Después de pasar más de un año viviendo bajo la tiranía de las mascarillas, llegó la noticia de que se nos aligeraba su uso. Sin embargo, se resisten a desaparecer. Su uso se ha hecho imprescindible para vivir. Fue difícil habituarnos, pero pronto las destrezas de caballero del antifaz se instalaron entre nosotros. No nos resultaba fácil reconocernos en las calles, pero aprendimos el lenguaje de los ojos y los gestos. Pero, más que nada, se convirtieron en el salvavidas ante el peligro y su aceptación fue general, ya sea por miedo al bicho o bien al temor a ser amonestado.
Al fin llegó una buena noticia, se dio un paso para aliviarnos de la mascarilla. Con una buena dosis de pedagogía, salimos inquietos a la calle con la fantástica sensación de que estrenábamos algo. Pero las mascarillas seguirán en nuestras vidas durante mucho más tiempo, días, meses, tal vez años. Este es nuestro destino, se resisten a desaparecer. La gente continúa usándola por inercia, por costumbre o bien porque se siente más segura. Ya forma parte de nosotros como el móvil o el carnet de identidad.
Mientras, unos cuantos niñatos armando la marimorena por lo del megabrote provocado en Palma.
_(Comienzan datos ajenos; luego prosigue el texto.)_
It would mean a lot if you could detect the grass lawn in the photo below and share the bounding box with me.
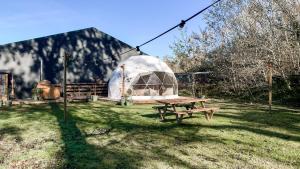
[0,100,300,169]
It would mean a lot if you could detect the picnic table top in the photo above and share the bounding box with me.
[156,98,209,105]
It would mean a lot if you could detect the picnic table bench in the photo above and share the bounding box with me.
[152,98,218,123]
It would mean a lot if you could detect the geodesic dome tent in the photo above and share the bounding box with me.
[108,55,178,100]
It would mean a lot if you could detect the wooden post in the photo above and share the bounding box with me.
[268,62,272,113]
[63,52,69,122]
[121,64,125,97]
[10,74,15,98]
[5,73,9,101]
[192,73,196,97]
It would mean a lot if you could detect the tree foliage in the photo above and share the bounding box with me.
[168,0,300,100]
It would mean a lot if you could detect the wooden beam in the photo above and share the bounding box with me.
[268,62,273,112]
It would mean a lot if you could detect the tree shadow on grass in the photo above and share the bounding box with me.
[50,104,138,168]
[0,126,23,142]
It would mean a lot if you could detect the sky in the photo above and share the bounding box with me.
[0,0,212,57]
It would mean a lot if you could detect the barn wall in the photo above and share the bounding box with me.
[0,28,137,98]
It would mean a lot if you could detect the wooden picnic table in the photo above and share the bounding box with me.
[153,98,217,123]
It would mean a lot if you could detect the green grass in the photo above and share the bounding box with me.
[0,100,300,169]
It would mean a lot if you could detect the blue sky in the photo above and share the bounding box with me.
[0,0,212,57]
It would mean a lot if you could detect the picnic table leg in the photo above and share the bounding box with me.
[204,111,210,121]
[158,109,165,121]
[200,102,205,108]
[186,102,196,117]
[209,110,215,119]
[176,114,183,124]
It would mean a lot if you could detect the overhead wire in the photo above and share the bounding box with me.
[120,0,221,55]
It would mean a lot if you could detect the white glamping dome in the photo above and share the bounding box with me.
[108,55,178,100]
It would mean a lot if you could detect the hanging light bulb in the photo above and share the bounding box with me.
[179,20,185,29]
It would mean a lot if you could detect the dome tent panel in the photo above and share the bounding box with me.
[108,55,178,100]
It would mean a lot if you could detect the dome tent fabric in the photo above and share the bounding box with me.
[108,55,178,100]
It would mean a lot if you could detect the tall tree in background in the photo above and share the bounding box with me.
[169,0,300,97]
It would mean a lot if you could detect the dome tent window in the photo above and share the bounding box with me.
[129,71,177,96]
[108,55,178,100]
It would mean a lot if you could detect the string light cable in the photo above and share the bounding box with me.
[121,0,221,55]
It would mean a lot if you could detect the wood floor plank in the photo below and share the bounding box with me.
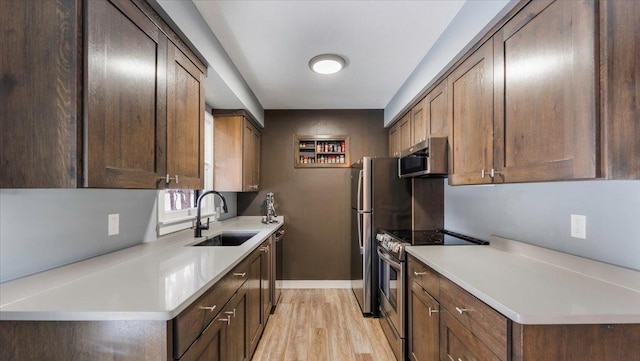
[252,289,395,361]
[307,328,329,361]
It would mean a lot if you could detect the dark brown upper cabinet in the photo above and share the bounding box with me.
[166,43,205,189]
[213,109,261,192]
[399,111,413,151]
[493,1,599,183]
[448,1,599,185]
[0,1,82,188]
[0,0,206,189]
[389,0,640,185]
[424,81,449,137]
[412,99,429,145]
[599,1,640,179]
[447,39,493,185]
[389,123,401,157]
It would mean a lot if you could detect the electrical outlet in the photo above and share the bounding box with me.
[571,214,587,239]
[108,213,120,236]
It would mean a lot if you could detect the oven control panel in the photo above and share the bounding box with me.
[376,233,403,253]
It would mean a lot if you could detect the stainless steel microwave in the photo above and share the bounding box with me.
[398,137,449,178]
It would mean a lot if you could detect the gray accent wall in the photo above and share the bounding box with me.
[445,180,640,270]
[0,189,237,283]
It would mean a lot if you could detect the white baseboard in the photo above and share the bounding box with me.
[282,280,351,288]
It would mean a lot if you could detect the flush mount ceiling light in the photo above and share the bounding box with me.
[309,54,345,74]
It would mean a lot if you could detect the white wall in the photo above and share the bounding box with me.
[445,180,640,271]
[384,0,517,127]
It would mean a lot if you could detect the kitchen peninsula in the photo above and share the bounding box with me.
[0,217,284,360]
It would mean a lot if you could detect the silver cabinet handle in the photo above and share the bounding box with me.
[158,173,180,184]
[480,168,500,178]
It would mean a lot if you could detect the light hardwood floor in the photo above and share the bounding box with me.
[252,289,395,361]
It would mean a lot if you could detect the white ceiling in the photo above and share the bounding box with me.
[193,0,465,109]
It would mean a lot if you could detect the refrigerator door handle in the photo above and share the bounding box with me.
[356,170,364,250]
[356,170,364,213]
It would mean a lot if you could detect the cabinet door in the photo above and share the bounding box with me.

Como anunció Fernando Simón , la confluencia de estos viajes de fin de curso en Mallorca son «el caldo de cultivo perfecto» para la difusión del coronavirus. No es la primera vez que pasa, pero quizás la más mediática. A la falta de control del ocio nocturno y la insensatez de estos niñatos, se añade la actitud de unos padres que no solo no censuran la actitud de sus hijos, sino que denuncian a las autoridades públicas por detenciones ilegales de sus cachorros. ¡Cosas veredes, Mío Cid!